Tower Insurance is refunding 23,000 of its customers, further to it mistakenly overcharging them over a 22-month period.
It admits it has calculated some of its customers’ multi-policy discounts incorrectly due to a technical issue.
Tower, FinTel, Kiwibank and TSB Bank customers, who had multiple policies with the insurer, and had their policies renewed between October 2014 and August 2016, may be affected.
The Kiwi insurer says less than 10% of its customers are due for a refund and will be contacted via mail by September 30.
“We apologise for this error and any inconvenience it may have caused,” Tower says on its website.
The insurer has refused to disclose how the much it will be refunding in total.
It says it has informed the Financial Markets Authority and the Commerce Commission of the issue and has been keeping them informed of the progress in resolving it.
It has also retained financial consultancy firm EY to audit its processes.
Tower’s share price has fallen 2% today, to 94 cents. It has taken a thumping in recent weeks and has dropped nearly 50% over the last year.
The insurer announced on September 8 that it expects its profit after tax to take a $16.2 million hit, as it engages in more court action and receives additional claims from the Earthquake Commission (EQC), six years on from the Canterbury quakes.

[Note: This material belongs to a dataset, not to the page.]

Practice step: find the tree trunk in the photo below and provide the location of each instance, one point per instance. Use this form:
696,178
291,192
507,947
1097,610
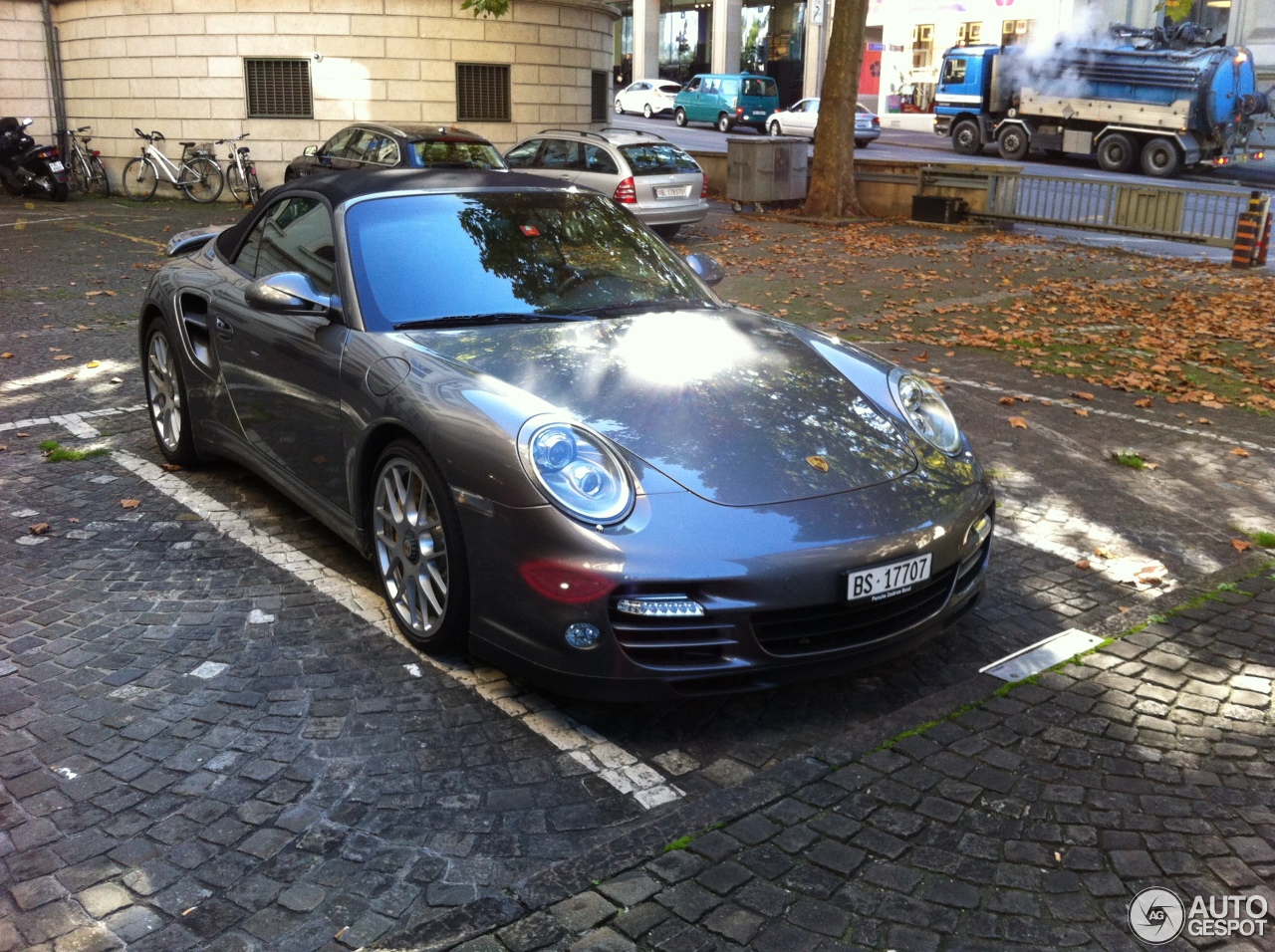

It said it will increase its provisions for the earthquakes for the sixth time, and hasn’t ruled out doing so again.
It has also announced a commercial dispute with Peak RE, which could see it lose up $43.5 million of reinsurance it desperately needs to cover its outstanding quake claims.
Since September 8, The Australian Financial Review has reported there’s speculation Tower may be bought out by another insurer. New Zealand’s largest general insurer, IAG, has ruled out involvement in a potential take-over.
Tower share trading has been high this month, with Perpetual and UBS becoming substantial shareholders, and Salt Funds Management and Westpac reducing their shareholdings.